‘DNA must find Leslie’s killer’
Pauline Lourens
It may be 18 years ago that her gentle and loving daughter, Leslie van Zyl (28), was brutally murdered, but Christine StewartBrockbanks has never given up on seeing the killer brought to justice.
A George attorney, upon learning how the grieving mother struggles to come to terms with her daughter’s violent death, made an application to the director of public prosecutions in Cape Town to reopen the investigation.
Stewart-Brockbanks (formerly Brockbanks) has asked through George attorney Dolf Louw that her daughter’s clothes be re-examined for any forensic evidence that could link it to her killer. She is convinced this is the last avenue open to finding the murderer and sending him to jail.
Stewart-Brockbanks believes her daughter, who was murdered on 28 August 2000 at the King George Hotel in George where she was overnighting, knew her killer and even opened the bedroom door on that fateful night. The murder docket reveals that a call was placed to her room from a telephone booth in York Street.
On 4 July a senior public prosecutor from the public prosecutor’s office replied to the request and said the police had indicated that no new information had come forward. Louw then responded that forensic testing is the last humanly possible step that can be taken to convince Stewart-Brockbanks all avenues have been exhausted. “We iterate that our client is not becoming any younger and, if humanly possible, she would like closure in this matter.” The murder docket reveals that a call was placed to her room from a telephone booth in York Street in George.
Blood traces
Stewart-Brockbanks is certain the knifewielding attacker must have left some traces behind on Leslie’s clothing and that forensic science has improved to the extent that a minuscule blood spatter or some microscopic matter could link it to her murderer.
Cries for help
On that fateful evening, Leslie tried to ward off the savage knife attack in her hotel bathroom. Hardened detectives were shocked to find the murder scene covered in blood. Tragically, a passer-by heard Leslie’s faint calls for help and reported it to hotel staff who decided against intervening.
The puzzling inaction by dithering personnel and many baffling aspects of the murder have continued to haunt StewartBrockbanks and also the investigating officers who were unable to find any fresh leads in the intervening years. Some of her valuables were left behind and the motive for her killing remains a mystery.

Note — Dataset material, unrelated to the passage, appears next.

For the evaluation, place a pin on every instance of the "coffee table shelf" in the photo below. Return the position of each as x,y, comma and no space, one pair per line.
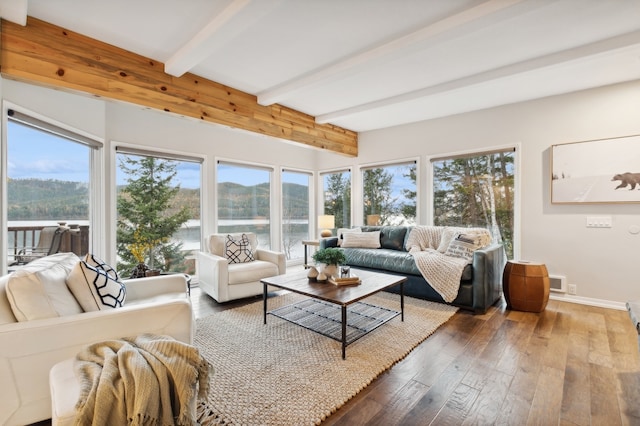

For many years the George Herald published repeated pleas from Van Zyl’s mother for any information that could track down the killer.
Stewart-Brockbanks says Van Zyl’s father Paul (Brockbanks) died of a broken heart a few years after his daughter’s death. Many years later Stewart-Brockbanks married Arthur Stewart and the couple moved back to Britain where she feels safer, but is unable to find peace. “There is not a second of the day that I do not think of my wonderful daughter.”
As an avid watcher of British crime documentaries, she learnt how killers have been convicted with the aid of new forensic technology and DNA testing. She hopes the same methods can be used in South Africa to find justice for her daughter.